Die evangelische Kirchengemeinde Müggelheim hatte als selbständige Gemeinde bisher fünf Pfarrer: Richard Bartz, Andreas Pensky, Bernhard Rogge, Reinhard Richter und Siegfried Menthel. Der letztgenannte geht mit Erreichen seines 65sten Lebensjahres in den Ruhestand. Dies ist der Anlass für einen Beitrag über ihn im Juni-Heft des „Müggelheimer Boten“ und für den folgenden Beitrag, in dem an den erstgenannten, den Pfarrer Bartz, erinnert wird.

Die Müggelheimer Kirche wurde bekanntlich am 1. Juli 1804 eingeweiht.

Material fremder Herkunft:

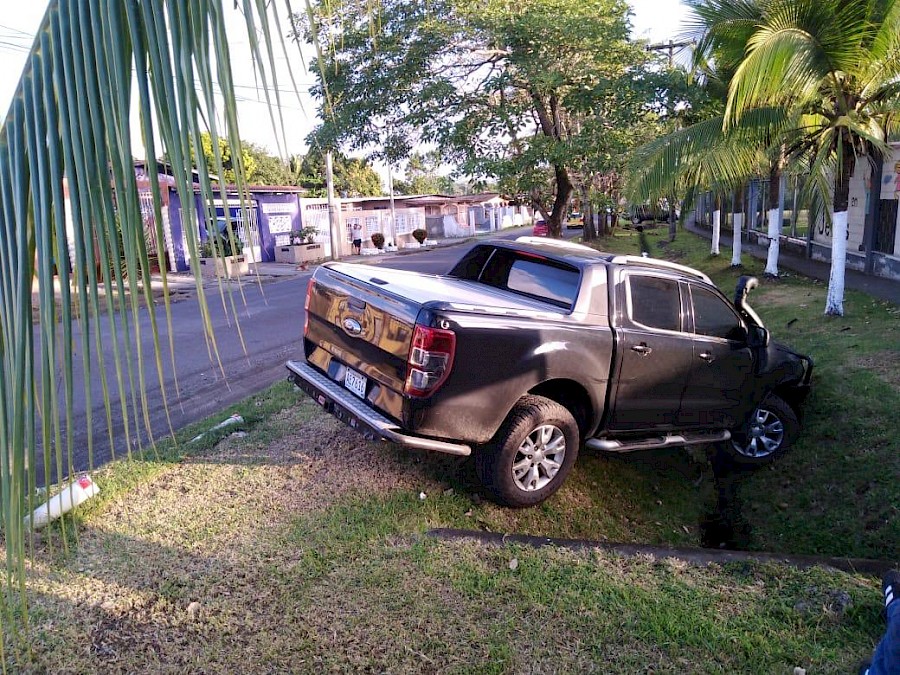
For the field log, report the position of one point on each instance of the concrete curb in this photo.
(697, 556)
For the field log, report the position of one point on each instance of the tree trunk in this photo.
(737, 216)
(834, 304)
(673, 221)
(774, 219)
(587, 215)
(717, 225)
(561, 203)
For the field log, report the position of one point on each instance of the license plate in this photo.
(355, 383)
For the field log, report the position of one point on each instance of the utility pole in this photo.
(671, 46)
(332, 215)
(393, 213)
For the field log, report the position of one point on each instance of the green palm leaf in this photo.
(68, 135)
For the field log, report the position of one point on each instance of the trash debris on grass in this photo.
(234, 419)
(77, 492)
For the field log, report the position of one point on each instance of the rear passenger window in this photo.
(534, 276)
(654, 302)
(714, 317)
(555, 284)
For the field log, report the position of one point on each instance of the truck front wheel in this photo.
(532, 454)
(768, 434)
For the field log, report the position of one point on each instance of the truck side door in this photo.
(720, 389)
(655, 353)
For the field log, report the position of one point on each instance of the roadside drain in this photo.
(698, 556)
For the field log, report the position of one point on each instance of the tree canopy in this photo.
(539, 94)
(352, 177)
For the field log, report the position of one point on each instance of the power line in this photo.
(17, 30)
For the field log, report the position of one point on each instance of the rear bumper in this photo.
(355, 413)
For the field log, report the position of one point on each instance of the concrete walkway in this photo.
(878, 287)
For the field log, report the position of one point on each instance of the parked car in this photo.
(528, 350)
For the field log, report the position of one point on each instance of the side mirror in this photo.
(757, 336)
(744, 286)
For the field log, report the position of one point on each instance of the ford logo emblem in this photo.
(352, 326)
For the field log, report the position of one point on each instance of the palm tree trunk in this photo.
(717, 225)
(774, 219)
(673, 223)
(834, 304)
(737, 216)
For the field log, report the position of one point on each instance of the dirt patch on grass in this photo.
(193, 567)
(884, 364)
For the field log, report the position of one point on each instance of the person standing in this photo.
(356, 237)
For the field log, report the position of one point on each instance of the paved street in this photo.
(271, 323)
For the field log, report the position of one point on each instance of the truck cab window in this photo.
(715, 317)
(654, 302)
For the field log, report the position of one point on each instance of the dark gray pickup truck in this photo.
(526, 350)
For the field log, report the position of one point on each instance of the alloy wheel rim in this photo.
(539, 458)
(764, 436)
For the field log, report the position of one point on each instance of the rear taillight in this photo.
(430, 360)
(309, 288)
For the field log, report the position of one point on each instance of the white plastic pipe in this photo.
(78, 492)
(717, 231)
(774, 234)
(736, 239)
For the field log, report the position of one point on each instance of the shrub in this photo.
(304, 235)
(221, 244)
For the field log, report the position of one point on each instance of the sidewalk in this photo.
(878, 287)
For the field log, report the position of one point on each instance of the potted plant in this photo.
(420, 235)
(302, 249)
(221, 254)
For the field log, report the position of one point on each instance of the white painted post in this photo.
(834, 304)
(717, 231)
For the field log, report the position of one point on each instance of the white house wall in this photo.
(860, 188)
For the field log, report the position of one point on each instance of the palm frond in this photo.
(67, 135)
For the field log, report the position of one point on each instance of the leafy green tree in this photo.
(699, 153)
(422, 177)
(503, 90)
(834, 61)
(259, 166)
(353, 177)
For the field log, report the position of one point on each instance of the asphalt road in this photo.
(270, 323)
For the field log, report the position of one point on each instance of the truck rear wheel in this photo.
(532, 454)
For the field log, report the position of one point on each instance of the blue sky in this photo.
(656, 20)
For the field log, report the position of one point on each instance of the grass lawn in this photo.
(836, 492)
(300, 547)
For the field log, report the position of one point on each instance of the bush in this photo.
(304, 235)
(220, 245)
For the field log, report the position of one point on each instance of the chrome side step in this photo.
(653, 443)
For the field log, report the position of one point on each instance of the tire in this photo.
(515, 467)
(773, 427)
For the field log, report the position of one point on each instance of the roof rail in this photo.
(558, 243)
(656, 262)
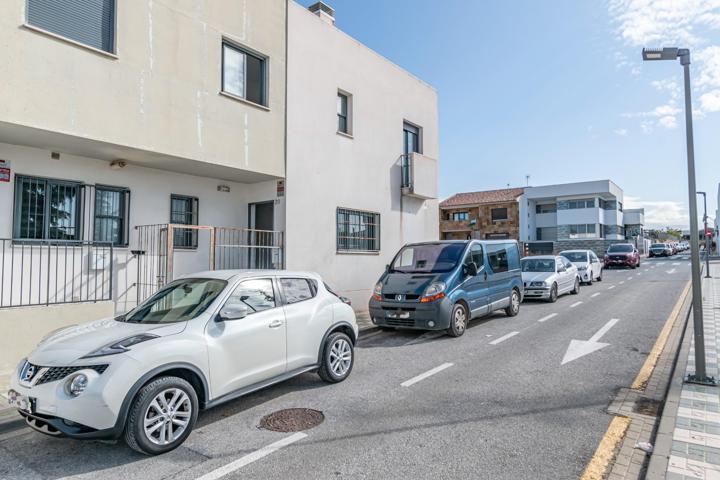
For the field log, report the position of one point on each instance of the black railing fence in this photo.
(46, 272)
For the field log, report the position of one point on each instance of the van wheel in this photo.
(576, 289)
(338, 358)
(514, 307)
(162, 416)
(458, 321)
(553, 293)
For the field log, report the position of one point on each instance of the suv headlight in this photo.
(122, 346)
(435, 291)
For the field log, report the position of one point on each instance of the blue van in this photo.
(442, 285)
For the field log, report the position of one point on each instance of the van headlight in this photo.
(76, 384)
(122, 346)
(435, 291)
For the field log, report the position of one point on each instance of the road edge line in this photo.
(605, 452)
(641, 380)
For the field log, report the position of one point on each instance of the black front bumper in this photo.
(413, 314)
(57, 427)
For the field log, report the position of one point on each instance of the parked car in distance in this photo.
(588, 264)
(549, 276)
(443, 285)
(660, 250)
(198, 342)
(622, 255)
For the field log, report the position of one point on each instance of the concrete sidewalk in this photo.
(687, 445)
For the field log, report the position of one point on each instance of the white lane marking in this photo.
(252, 457)
(547, 317)
(580, 348)
(503, 338)
(423, 376)
(426, 336)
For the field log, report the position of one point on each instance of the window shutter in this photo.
(91, 22)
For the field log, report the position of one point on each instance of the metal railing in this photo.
(48, 272)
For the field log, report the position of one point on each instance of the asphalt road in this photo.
(496, 403)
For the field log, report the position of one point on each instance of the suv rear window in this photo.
(297, 289)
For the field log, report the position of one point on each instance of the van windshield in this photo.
(428, 258)
(538, 264)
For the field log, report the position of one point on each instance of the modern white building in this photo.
(141, 140)
(577, 215)
(359, 128)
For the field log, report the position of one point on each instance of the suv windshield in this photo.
(538, 264)
(179, 301)
(428, 258)
(575, 256)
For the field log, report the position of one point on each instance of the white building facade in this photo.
(143, 140)
(362, 150)
(577, 215)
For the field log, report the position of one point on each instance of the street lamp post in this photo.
(705, 236)
(683, 54)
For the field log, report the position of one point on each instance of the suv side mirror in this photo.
(471, 269)
(232, 312)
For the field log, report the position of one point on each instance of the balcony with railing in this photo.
(419, 176)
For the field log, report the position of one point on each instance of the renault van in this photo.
(443, 285)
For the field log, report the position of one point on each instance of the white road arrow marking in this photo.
(580, 348)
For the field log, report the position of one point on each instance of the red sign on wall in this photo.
(4, 170)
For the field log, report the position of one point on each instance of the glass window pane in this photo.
(233, 71)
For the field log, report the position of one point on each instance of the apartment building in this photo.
(143, 140)
(546, 219)
(362, 150)
(493, 214)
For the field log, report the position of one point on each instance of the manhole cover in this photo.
(292, 420)
(647, 406)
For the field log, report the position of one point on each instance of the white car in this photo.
(200, 341)
(549, 276)
(588, 264)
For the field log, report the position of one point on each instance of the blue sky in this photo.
(557, 90)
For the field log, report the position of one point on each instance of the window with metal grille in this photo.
(358, 231)
(243, 74)
(112, 206)
(184, 211)
(46, 209)
(90, 22)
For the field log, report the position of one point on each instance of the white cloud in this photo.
(710, 102)
(660, 213)
(693, 24)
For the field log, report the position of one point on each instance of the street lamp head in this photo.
(660, 53)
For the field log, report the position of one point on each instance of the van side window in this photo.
(513, 256)
(475, 255)
(497, 257)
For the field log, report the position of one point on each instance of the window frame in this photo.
(492, 214)
(194, 233)
(125, 219)
(17, 213)
(376, 239)
(264, 63)
(112, 53)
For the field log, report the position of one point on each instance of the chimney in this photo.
(326, 13)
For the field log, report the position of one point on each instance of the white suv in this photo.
(200, 341)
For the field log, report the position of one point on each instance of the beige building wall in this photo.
(159, 94)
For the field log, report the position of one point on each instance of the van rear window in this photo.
(428, 258)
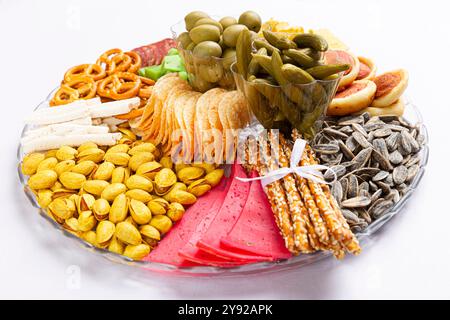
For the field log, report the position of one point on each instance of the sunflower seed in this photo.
(380, 176)
(335, 133)
(326, 148)
(400, 174)
(376, 195)
(358, 128)
(352, 190)
(412, 172)
(356, 202)
(395, 157)
(361, 140)
(383, 132)
(392, 141)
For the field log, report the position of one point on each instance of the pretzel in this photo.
(80, 87)
(119, 86)
(296, 206)
(91, 70)
(146, 89)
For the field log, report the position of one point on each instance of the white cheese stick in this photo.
(111, 121)
(63, 129)
(55, 142)
(58, 117)
(114, 108)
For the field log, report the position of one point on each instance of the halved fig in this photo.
(357, 96)
(390, 87)
(367, 69)
(344, 57)
(395, 109)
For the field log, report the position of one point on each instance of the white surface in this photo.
(409, 258)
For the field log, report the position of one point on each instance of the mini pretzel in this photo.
(146, 89)
(119, 86)
(91, 70)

Bis dahin hielt die Gemeinde ihren Gottesdienst in der „Betstube“ der Schule ab.

Da die Kolonisten reformiert waren (also Anhänger Zwinglis und Calvins; der Heidelberger Katechismus war in Gebrauch), wurde die Gemeinde schon 1765 der reformierten Hof- und Schlossgemeinde in Köpenick als Filialgemeinde angeschlossen, so dass die an der Königlichen Schlosskirche in Köpenick angestellten Pfarrer stets auch als Seelsorger in Müggelheim tätig waren. Das blieb bis 1946 so.

Mitte der 1930er Jahre nannte sich die Gemeinde nicht mehr „reformierte“ sondern „evangelische Kirchengemeinde Müggelheim“, da nur noch etwa ein Zehntel der Mitglieder reformiert war. Die Gemeinde wurde aber weiterhin von der Schlossgemeinde betreut.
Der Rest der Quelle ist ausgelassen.